How to ... make development communications more effective

By Martin Kirk for The Guardian Professional

Martin Kirk is global campaigns director for The Rules, a new social movement addressing the root causes of global poverty

Date November 28, 2012

Is it time to change the message? Photograph: Sean Smith for the Guardian

Is it time to change the message? Photograph: Sean Smith for the Guardian

Here are four recommendations for areas in which I think we're falling out of touch. They apply to all development communicators – campaigners, fundraisers, media officers and shop managers – who should see themselves as part of the same team, having one united voice, telling one story.

Drop the passive voice

Poverty isn't natural, nor is it part of some universal moral order. Such thinking is profoundly untrue and disastrously misleading. Every facet of the economic and political system is the creation of people, including poverty. We're very reticent on this point.

A major NGO's website states: "Millions of people die from completely preventable diseases. Parents are forced to choose which child eats today".

The only active agents here are the diseases. Everything else just is. And that's a pretty standard NGO description of the world. We do it because it allows us to say to the potential supporter, "you can be the active force, the saviour". But we know that parents are being forced to choose, not because Mrs X hasn't given £3 a month, but by real people in power, making decisions. We've forced this logic of passivity deep into our basic story, such that we're now the biggest proponents of the belief that mass poverty is natural, and inevitable. As long as this message is not fixed, simply claiming "we can overcome poverty" on a homepage will come across as naïve and probably cynical. We need to put the people and decisions that create poverty at the heart of our narratives.

Get over the addiction to traditional charity

It's an albatross around our necks and it abuses our values. I mean the use of degrading 'flies in their eyes' pictures but it's more than that. Charity and development have long been conflated – it's time to disentangle them. Development is primarily about power, its distribution and effects. Charity is only about the power of one person – the person doing the 'saving'. It actively distracts from larger questions; it insults and denies the agency of 'beneficiaries' (perhaps the worst bit of jargon we have); and it squeezes the many radical things needed to fight poverty into a tepid '£3-a-month' size mental box. Let's set development free.

In practice, this means never promoting the idea that charity can overcome poverty; treating fundraising imperatives as reasons to lift our creativity higher, not stay chained to 'tried and tested' in spite of the weight of evidence of the damage being done, and rejecting the idea that the two can comfortably exist side-by-side.

Become data geeks

Barack Obama won because he had more and better data geeks than Mitt Romney. OK, that's probably ignoring a couple of salient facts but there is an important truth here (Obama had a superior data analysis operations). Our ability to understand, in real time, why one piece of communication is working and another failing has been improving radically. Invest in analytics tools. Employ people trained to understand big data and put them in every department. Plenty of organisations have data people but they are either not the right kind or are treated as junior staff in relation to other communicators. And that needs to change.

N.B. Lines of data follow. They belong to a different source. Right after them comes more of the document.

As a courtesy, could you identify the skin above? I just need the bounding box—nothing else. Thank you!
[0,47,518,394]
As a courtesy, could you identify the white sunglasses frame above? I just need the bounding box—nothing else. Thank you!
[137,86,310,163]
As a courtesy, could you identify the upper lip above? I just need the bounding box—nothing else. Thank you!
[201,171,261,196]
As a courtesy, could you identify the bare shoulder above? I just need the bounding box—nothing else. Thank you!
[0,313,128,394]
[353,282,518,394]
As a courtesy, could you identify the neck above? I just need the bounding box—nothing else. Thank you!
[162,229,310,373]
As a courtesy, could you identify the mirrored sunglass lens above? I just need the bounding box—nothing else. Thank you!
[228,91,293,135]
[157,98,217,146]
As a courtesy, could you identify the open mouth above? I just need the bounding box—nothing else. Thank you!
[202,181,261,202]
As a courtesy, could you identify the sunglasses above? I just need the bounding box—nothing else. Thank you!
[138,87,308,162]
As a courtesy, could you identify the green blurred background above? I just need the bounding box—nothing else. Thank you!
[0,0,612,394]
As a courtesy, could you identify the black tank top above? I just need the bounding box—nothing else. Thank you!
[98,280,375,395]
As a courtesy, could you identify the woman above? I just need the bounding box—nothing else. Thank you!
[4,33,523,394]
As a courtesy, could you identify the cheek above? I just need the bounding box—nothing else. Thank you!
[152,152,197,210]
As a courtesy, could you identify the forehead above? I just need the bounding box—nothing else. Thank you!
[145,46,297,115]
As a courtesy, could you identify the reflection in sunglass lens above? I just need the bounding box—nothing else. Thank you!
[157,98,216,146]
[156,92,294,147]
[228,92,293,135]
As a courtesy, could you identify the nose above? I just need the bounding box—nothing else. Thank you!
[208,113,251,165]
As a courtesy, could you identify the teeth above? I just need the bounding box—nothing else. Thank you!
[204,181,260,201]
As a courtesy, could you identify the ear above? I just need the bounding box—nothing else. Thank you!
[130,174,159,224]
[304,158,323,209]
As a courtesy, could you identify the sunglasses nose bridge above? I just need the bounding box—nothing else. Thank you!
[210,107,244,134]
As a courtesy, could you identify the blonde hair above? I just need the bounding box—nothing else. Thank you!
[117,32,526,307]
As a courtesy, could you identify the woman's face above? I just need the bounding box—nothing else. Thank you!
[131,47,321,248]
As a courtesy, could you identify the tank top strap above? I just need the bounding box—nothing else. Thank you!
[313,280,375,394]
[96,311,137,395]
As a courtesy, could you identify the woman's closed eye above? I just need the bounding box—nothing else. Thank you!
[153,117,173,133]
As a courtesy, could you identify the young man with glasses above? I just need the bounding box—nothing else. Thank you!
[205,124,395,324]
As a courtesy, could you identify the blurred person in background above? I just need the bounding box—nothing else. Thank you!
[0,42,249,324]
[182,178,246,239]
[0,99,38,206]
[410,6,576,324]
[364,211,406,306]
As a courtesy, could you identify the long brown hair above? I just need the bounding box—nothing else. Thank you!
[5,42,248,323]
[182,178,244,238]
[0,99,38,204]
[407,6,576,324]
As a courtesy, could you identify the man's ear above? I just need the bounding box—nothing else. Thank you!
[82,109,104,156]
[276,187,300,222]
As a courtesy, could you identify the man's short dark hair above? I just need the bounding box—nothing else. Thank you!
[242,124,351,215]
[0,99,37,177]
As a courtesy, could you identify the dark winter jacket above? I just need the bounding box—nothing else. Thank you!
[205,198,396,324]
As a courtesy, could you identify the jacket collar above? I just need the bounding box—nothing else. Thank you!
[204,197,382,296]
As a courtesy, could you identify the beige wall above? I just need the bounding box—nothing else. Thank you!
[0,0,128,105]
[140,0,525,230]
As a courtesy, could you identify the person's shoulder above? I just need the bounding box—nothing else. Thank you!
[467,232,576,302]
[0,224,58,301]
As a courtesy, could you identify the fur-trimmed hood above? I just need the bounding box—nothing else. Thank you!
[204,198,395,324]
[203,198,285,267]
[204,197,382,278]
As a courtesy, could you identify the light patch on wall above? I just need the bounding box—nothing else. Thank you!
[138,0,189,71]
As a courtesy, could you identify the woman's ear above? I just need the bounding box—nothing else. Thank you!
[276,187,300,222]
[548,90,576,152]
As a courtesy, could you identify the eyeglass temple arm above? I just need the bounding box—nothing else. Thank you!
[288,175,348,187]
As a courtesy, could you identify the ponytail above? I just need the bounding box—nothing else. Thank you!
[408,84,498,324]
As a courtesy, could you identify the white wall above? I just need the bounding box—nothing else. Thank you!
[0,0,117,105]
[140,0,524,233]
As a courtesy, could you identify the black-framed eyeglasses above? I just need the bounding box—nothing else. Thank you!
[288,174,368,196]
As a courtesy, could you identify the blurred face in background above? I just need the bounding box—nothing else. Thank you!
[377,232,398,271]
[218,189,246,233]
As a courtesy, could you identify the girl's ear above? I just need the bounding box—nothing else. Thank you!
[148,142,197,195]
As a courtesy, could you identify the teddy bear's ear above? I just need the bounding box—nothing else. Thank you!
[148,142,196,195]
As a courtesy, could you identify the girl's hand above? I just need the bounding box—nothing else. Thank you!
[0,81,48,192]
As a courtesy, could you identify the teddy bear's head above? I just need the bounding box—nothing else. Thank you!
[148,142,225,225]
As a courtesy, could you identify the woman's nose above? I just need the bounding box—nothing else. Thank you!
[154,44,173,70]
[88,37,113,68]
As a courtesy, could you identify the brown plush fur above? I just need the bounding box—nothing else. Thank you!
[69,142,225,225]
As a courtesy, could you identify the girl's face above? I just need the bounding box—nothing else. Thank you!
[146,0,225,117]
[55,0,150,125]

Expand the definition of expertise

We're a little too uniform in our knowledge. We tend to know a particular type of communication, usually marketing or media derived, which teach us to think about things like immediate cut through and salience. That's great but we also need people trained to bring about profound shifts in social norms and attitudes. Hire social psychologists, systems theorists and linguists alongside the traditional campaigners and brand managers.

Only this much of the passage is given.